# Best driving school in town?



## davecaltech (Apr 30, 2011)

Don't know how to drive at all, I know......

Any recommendations at all?

Many thanks guys


----------



## loca (Feb 22, 2011)

I had great experience with Belhasa Driving Center, i know... i tell everybody, but I couldn't be any happier as I think I didn't pay as much other people pay for extra classes and many tries at road exams.

I was also COMPLETE beginner ...

if you want I can PM you details for the school and my instructor ... good luck!


----------



## Stompy Foot (Jun 10, 2011)

Thanks for the info, Loca. I'll be looking to get a license as soon as I get out there in July. Can I ask how long it took you to take lessons and get a license?


----------



## Jumeirah Jim (Jan 24, 2011)

Would highly advise you not to learn in the UAE if at all possible. From all I've heard the standard of instruction is shocking. Frankly it's downright dangerous and will teach you habits which any half decent driver wouldn't ever consider. A friend of mine was taught that after making a u-turn on full lock she should straighten up the wheel by letting go of it and flooring the accelerator. This was one of the best known driving schools way of teaching. My friend was told that if she held the wheel even lightly whilst flooring the gas during her test she would be failed. What I've learnt about driving schools here convinces me that they are to blame for much of the carnage on the roads every day. 

Also bear in mind that a UAE licence will be pretty worthless when you move on from the UAE, certainly if you return to the US or UK you will have to retake a local test. In contrast if you pass in the US or UK you can then just pick up a UAE licence with minimal fuss.


----------



## Stompy Foot (Jun 10, 2011)

Thanks Jeremiah jim, I had heard this before from someone who used to live in Dubai. Apparently the roads are very difficult to learn on too. I did look into getting my license before arriving but unfortunately I won't have enough time...I'll just have to brace myself for the Dubai style of driving.


----------



## Jumeirah Jim (Jan 24, 2011)

If you learn in Dubai you will find uk driving amazing, much less crazy and outside the SE usually enjoyable. Trouble is you'll pick up loads of bad driving habits here - you need to, to get by. Once you have those habits I'm sure you'll find it v hard to unlearn them in order to take a uk test so you can drive back home. I know my driving is far worse now than when I left the uk. I get on the m25 by heathrow and consider it to be a country lane v SZR every day and drive accordingly without thinking.


----------



## Guest (Jun 11, 2011)

I do not agree at all.
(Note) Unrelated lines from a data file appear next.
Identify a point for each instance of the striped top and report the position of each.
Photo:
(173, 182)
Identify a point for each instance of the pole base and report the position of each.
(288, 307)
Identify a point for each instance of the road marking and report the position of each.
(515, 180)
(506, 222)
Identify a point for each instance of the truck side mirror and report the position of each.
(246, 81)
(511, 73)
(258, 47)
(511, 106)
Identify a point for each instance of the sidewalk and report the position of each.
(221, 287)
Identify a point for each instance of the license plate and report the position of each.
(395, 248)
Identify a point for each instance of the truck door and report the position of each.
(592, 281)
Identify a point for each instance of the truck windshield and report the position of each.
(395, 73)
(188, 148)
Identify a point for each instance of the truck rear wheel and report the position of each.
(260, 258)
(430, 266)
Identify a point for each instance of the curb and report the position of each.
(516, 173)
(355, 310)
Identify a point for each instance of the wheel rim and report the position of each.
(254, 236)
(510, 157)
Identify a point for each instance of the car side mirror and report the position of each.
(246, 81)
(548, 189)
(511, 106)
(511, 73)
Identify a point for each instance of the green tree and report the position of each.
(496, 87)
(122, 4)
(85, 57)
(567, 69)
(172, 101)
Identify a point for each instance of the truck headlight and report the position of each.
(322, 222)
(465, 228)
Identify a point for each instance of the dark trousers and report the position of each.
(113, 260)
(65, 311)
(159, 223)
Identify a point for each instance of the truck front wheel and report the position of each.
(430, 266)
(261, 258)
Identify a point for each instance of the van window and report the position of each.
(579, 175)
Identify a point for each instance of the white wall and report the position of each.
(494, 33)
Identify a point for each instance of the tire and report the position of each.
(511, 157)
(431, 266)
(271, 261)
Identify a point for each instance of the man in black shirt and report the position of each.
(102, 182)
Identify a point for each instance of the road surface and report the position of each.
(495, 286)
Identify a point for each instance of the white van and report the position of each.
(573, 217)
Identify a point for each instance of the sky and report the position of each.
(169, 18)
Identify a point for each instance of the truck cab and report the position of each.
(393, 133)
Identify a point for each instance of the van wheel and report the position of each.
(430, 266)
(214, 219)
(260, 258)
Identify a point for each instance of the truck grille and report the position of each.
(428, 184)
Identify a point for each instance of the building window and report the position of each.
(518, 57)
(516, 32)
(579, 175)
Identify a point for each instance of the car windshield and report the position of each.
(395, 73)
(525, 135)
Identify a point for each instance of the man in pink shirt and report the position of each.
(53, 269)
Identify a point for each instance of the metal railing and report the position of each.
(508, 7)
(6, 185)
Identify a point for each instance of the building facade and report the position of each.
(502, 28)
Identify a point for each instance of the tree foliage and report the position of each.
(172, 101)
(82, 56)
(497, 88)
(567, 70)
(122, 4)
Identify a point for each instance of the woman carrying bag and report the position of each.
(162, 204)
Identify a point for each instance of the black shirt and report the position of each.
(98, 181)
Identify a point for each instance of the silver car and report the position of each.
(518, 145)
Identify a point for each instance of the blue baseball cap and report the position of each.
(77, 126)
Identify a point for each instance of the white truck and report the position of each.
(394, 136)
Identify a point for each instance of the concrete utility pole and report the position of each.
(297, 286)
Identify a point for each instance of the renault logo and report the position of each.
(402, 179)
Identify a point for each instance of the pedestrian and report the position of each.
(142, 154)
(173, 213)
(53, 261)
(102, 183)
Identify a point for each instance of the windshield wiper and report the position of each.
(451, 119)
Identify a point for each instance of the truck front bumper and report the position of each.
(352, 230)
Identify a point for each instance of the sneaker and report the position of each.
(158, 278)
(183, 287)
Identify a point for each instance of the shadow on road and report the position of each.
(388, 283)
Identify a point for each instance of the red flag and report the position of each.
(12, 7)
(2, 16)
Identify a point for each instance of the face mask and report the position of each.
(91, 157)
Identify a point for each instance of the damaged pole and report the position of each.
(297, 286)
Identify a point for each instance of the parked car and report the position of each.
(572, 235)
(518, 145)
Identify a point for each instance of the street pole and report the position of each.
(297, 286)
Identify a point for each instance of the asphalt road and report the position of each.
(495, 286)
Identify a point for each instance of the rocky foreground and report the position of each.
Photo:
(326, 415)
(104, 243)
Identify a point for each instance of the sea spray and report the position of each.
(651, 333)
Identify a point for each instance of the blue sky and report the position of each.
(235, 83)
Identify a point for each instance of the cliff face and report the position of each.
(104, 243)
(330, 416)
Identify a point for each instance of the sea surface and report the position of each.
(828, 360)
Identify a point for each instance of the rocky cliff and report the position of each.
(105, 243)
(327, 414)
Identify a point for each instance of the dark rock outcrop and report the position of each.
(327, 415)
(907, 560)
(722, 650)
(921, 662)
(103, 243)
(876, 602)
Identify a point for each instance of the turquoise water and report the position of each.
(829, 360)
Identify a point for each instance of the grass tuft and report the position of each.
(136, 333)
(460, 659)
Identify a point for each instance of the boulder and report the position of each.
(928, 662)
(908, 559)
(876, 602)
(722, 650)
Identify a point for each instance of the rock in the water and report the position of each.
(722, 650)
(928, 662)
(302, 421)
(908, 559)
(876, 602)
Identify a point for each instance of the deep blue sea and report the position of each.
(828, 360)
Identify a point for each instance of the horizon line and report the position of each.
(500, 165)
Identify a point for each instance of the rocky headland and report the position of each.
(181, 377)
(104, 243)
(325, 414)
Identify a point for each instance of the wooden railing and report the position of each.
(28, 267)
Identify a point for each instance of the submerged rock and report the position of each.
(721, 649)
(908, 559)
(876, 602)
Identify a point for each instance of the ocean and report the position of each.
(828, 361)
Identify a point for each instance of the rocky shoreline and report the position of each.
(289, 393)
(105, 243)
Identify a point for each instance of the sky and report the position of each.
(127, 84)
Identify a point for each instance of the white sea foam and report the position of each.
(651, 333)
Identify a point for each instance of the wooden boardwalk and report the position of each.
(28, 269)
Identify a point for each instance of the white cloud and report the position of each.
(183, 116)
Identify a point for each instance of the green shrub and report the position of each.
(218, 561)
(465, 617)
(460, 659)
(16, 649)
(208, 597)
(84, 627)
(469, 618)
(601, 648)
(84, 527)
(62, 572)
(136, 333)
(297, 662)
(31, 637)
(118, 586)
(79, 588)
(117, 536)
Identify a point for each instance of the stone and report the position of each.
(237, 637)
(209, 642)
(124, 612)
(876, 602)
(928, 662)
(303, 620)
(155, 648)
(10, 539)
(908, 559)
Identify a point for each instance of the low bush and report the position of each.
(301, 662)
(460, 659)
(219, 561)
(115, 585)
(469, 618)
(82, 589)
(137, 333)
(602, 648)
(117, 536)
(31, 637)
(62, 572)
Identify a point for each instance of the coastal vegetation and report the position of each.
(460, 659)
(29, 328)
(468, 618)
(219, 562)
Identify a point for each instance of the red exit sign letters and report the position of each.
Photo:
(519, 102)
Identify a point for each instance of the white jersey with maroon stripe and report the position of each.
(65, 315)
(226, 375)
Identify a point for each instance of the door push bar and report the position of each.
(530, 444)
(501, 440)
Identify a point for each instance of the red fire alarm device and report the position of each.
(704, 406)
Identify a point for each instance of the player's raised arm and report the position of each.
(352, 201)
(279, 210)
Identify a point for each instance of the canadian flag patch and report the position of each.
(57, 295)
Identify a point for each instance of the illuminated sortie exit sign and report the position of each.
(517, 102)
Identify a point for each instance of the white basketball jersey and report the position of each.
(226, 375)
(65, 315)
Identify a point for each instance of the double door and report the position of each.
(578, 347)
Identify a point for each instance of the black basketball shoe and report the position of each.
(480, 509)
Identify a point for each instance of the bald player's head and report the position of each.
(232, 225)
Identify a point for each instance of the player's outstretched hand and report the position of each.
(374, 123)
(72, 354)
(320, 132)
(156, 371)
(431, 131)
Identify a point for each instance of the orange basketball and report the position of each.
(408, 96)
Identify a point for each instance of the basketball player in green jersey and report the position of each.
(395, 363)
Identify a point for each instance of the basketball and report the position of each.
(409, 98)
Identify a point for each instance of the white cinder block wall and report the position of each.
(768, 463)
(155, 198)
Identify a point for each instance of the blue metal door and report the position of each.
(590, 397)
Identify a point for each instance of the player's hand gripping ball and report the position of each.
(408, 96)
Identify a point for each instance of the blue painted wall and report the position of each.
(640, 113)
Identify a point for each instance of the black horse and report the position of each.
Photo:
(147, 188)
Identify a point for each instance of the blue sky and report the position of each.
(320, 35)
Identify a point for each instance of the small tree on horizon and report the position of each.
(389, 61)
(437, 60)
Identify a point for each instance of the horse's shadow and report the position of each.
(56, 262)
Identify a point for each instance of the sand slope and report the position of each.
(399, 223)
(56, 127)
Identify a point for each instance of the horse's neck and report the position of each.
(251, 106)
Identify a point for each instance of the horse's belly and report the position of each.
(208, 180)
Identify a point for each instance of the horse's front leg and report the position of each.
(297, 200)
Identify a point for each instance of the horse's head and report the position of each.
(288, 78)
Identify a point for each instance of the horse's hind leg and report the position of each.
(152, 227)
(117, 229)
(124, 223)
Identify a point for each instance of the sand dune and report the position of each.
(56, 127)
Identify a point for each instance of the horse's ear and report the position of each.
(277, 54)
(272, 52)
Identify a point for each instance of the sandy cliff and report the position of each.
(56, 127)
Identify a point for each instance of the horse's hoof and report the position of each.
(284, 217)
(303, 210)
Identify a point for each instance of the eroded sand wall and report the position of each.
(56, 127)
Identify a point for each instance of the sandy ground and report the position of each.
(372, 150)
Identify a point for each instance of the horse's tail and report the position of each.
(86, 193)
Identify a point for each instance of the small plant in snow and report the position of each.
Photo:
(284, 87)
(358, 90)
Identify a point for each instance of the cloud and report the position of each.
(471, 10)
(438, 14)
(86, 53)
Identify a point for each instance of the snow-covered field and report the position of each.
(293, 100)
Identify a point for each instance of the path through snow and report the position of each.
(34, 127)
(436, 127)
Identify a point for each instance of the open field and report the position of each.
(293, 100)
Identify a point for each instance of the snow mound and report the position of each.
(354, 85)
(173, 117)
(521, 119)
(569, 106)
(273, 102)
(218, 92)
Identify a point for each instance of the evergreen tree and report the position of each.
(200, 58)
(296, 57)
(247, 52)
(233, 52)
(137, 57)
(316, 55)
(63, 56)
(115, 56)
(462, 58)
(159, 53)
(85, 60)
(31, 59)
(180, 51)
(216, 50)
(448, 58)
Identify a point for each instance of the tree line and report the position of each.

If driving in Dubai is so crazy and difficult, she should learn driving in Dubai to get accustomed to it while the instructor is by her side. If she would learn driving in the UK, and as a complete beginner starts driving alone for the first time in Dubai, that could be too dangerous. Back to topic, which is: *What is the best driving school in Dubai?*


----------



## Maz25 (Jul 6, 2008)

white_jasmin said:


> I do not agree at all. If driving in Dubai is so crazy and difficult, she should learn driving in Dubai to get accustomed to it while the instructor is by her side. If she would learn driving in the UK, and as a complete beginner starts driving alone for the first time in Dubai, that could be too dangerous. Back to topic, which is: *What is the best driving school in Dubai?*


You could also flip the situation and then the other issue is that after becoming accustomed to the manic driving here, you then become a danger to other road users in countries where drivers are ordinarily civilised and courteous. 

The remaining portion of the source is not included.